予定時間を大幅に過ぎてやっと終わった会議。あと5分で次の会議が始まってしまう。今日は生理2日目なのに、会議の前は準備にバタつき「次の会議との間の30分間に交換すればいいや」とトイレに行かなかった。今使っている生理用ナプキンは4時間前に替えたものだ。このままでは次の会議の途中に経血が漏れてしまうのではと不安が過るが、ナプキンを取りに自席に戻っている暇もない。意を決して「多少遅刻しても仕方がない」と自席に戻ると、引き出しに入れておいたはずのナプキンがまさかの在庫切れ。もう会議も始まってしまうし、ナプキンを借りようにも同僚も皆、会議室に行ってしまった後。一体どうしよう──。

 就業上での月経に関する問題の代表例は「生理休暇」だが、月経そのものに困難を感じていなくても何かと“働きにくさ”を感じている女性は少なくないのではないだろうか。その一つが、経血を吸収させるための生理用品の交換タイミングだ。広く利用されている生理用ナプキンの場合、1~3時間に1回はトイレに行って交換したいところだが、会議に外回り、電話応対、立て込む作業…と時機を逸し、5~6時間交換しないままなんてこともしょっちゅう生じる。服のポケットにいくつもの生理用ナプキンを押し込んでおく訳にもいかず、ナプキンポーチを持ち歩くのも人目が気になる。こうした事情を見越して、昼こそ長時間対応の「夜用ナプキン」を使うという女性も少なくないが、蒸れやニオイも気になって快適とは言い難い。

 現在、こうした女性の月経にまつわる課題の解決策として、生理用品を無償でトイレに設置する動きが始まっている。2013年にNancy Kramer氏(デジタルエージェンシーである米Resource/Ammiratiの創設者、同社は2016年に米IBMが買収)がTEDで講演し「Free The Tampons Foundation」を立ち上げたことなどをきっかけに、欧米など海外を中心に盛り上がってきた。仕組みの社会実装に向けて、企業や学校などに生理用品用ディスペンサーや補充用生理用品などを提供する米Aunt Flowのような企業も登場している。
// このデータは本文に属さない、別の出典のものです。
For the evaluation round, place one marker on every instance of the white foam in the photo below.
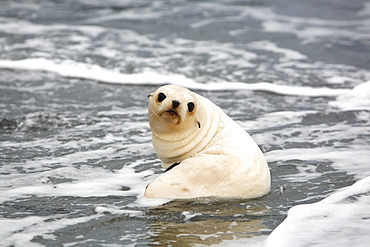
(342, 219)
(95, 72)
(353, 160)
(356, 99)
(21, 231)
(269, 46)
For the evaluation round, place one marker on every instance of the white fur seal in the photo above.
(205, 152)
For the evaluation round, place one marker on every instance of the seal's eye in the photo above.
(161, 97)
(191, 106)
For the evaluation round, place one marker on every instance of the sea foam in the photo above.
(342, 219)
(95, 72)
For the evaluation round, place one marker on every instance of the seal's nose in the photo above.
(175, 104)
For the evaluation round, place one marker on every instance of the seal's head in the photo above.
(172, 108)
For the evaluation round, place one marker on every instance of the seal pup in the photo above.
(205, 152)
 従来、日本でも利用客や従業員の利便性を高めようと、女子トイレに生理用ナプキンの入ったカゴなどを設置するケースがあった。この段階から一歩進み、無償設置したい企業に向けてサービスとして提供する企業が出始めた。そのうちの1社が、オフィス・学校向けの無償生理用品提供サービスの開発を進める、わたしの暮らし研究所だ。代表の沢田直美氏が中心となり、従業員や生徒への無償提供に向けて生理用ナプキンの設置を推進する「LAQDAプロジェクト」を進めている。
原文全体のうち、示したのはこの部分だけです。